Among the privilege factors that should be considered at the front end of an internal investigation, and revisited throughout, are:

  • Greater counsel involvement lends support to privilege claims. Albeit principally relating to claims of solicitor-client privilege, rather than litigation privilege, Canadian Imperial Bank of Commerce v. Her Majesty the Queen 2015 TCC 280 presents an example of how lack of counsel involvement at key stages can undermine privilege claims in connection with internal investigations.
  • Clearly define the purpose and scope of the investigation: Creating a “counsel instruction memo” or “investigation charter” is an effective way to lay the foundation for privilege claims. A “counsel instruction memo” or “investigation charter” should set out the purpose, scope, objectives, methods and strategies of the investigation as well as the individuals and other stakeholders involved. Such documentation can be pivotal when privilege claims are contested, as R v. Husky Energy, 2007 SKQB 383 illustrates. In that case, the Court relied on an “investigation charter” as evidence that the investigation was for the dominant purpose of addressing potential litigation, notwithstanding that the company’s obligation to report an incident to regulators would have inevitably required some investigation and evidence gathering.
  • Consider carefully the manner of recording interviews: The manner of the recording in question - who created the record and how – often carries significant weight in the determination of privilege claims. In R v Assessment Direct Inc, 2017 ONSC 5686, the court held that audio recordings of telephone conversations of an employee of the accused company speaking with potential witnesses (which were seized by police pursuant to a search warrant) were not protected by litigation privilege because they simply recorded facts. Justice Nordheimer held “…it is the revelation of the party’s litigation strategy that is protected, not base information itself” and as the recordings would not reveal counsel’s observations, thoughts or opinions, they were not privileged. By contrast, in R v. Dunn, 2012 ONSC 2748, notes taken by a lawyer of an interview of his client during an internal investigation were considered protected by litigation privilege. This reflects the courts’ willingness to protect records that would reveal impressions or views of counsel.
  • Guard legal advice diligently: Communications between counsel and the client in support of legal advice enjoy the greatest protection under the law.
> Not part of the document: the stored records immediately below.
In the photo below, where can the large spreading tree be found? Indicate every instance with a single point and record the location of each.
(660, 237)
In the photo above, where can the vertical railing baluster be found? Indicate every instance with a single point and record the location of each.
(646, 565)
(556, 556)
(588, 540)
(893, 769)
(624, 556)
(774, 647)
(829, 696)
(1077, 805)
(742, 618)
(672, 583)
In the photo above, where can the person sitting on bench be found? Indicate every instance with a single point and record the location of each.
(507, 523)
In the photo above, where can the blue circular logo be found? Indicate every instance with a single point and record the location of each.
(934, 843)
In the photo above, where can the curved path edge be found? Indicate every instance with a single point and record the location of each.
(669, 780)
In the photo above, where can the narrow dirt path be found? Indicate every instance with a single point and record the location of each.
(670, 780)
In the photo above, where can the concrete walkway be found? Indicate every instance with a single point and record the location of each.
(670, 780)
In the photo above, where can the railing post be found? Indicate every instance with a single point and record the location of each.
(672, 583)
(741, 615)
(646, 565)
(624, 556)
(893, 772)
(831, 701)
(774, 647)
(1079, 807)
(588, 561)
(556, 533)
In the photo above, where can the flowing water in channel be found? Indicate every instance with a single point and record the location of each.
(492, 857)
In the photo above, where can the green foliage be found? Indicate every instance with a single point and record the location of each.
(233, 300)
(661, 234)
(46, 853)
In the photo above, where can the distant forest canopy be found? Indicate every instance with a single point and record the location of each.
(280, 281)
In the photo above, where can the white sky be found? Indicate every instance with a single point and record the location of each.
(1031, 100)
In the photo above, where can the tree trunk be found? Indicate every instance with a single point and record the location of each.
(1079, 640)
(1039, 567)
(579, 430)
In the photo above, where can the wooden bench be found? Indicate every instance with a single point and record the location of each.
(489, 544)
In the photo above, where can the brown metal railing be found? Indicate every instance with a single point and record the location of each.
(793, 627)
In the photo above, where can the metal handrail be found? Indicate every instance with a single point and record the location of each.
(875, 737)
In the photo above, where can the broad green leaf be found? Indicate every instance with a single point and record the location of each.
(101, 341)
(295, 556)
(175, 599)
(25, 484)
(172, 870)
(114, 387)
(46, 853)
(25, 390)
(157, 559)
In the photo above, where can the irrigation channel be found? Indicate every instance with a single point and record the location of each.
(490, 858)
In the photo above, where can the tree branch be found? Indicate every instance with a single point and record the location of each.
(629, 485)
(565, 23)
Nevertheless, the quasi-constitutional status of solicitor-client privilege can be lost through lack of confidentiality or waiver, including implied waiver. Work product of counsel that summarizes the result of an investigation, legal risks and strategies should only be accessible by the appropriate instructing agents of the organization (non-conflicted senior officers, the Board, the Audit Committee, the Special Committee, etc., as the case may be, depending on circumstances). In addition, it is important to be alert to the challenge that not all communications between counsel and client are necessarily protected by solicitor-client privilege. Communications which are factual in nature and not in support of legal advice will be more difficult to protect. This can be particularly difficult for in-house lawyers who often take on multiple roles within their organizations, not all of which involve the provision of legal advice.
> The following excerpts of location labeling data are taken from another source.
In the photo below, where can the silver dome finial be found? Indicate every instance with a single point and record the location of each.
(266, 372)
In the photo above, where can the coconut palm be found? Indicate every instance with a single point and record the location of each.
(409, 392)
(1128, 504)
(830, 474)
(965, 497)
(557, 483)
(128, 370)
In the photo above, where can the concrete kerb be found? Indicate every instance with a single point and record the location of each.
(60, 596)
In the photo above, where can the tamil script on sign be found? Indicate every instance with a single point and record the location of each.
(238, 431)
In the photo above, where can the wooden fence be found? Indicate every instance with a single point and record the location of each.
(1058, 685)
  • Manage communications with law enforcement: In ENRC, there were extensive communications between the company’s external counsel and law enforcement, resulting in confusion and unmet expectations on the part of law enforcement. This aggravated the danger of loss of privilege (which materialized at first instance but was reversed on appeal). Cooperation is usually an ‘all in decision’: if a commitment to cooperate is made, law enforcement will expect to receive all of the fruits of the investigation, and will be obliged to disclose all such material to any other accused who face the same allegations, as R v. Nestle, 2015 ONSC 810, illustrates. If it becomes necessary to share with law enforcement only a narrow set of information that is arguably privileged, try to negotiate a non-waiver agreement, which aims to protect against broader subject matter waiver.